Pencils for Standardized Testing

You may have had an experience where you took a test for a class, and the instructor showed you the class’s results afterwards. The results probably mapped out into the infamous “bell-shaped curve”, with a few people scoring on the low end of the curve, the majority clustering in the middle, and a few people scoring on the high end. What you may not have known is that this is a normal distribution found in norm-referenced testing.

Norm-referenced tests (or NRTs) compare an examinee’s performance to that of other examinees. Standardized examinations such as the SAT are norm-referenced tests. The goal is to rank the set of examinees so that decisions about their opportunity for success (e.g. college entrance) can be made.
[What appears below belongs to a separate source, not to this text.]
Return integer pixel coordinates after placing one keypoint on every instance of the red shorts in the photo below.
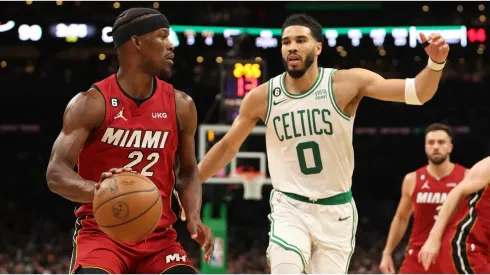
(154, 255)
(411, 263)
(459, 257)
Criterion-referenced tests (or CRTs) differ in that each examinee’s performance is compared to a pre-defined set of criteria or a standard. The goal with these tests is to determine whether or not the candidate has the demonstrated mastery of a certain skill or set of skills. These results are usually “pass” or “fail” and are used in making decisions about job entry, certification, or licensure. A national board medical exam is an example of a CRT. Either the examinee has the skills to practice the profession, in which case he or she is licensed, or does not.

ALTA’s exams, which measure the candidate’s performance against pre-defined criteria (the performance levels), are also an example of criterion-referenced tests. Based on the passing level set by ALTA or the client, the results can then be used to determine whether or not the candidate meets the performance requirements of the job from a language standpoint.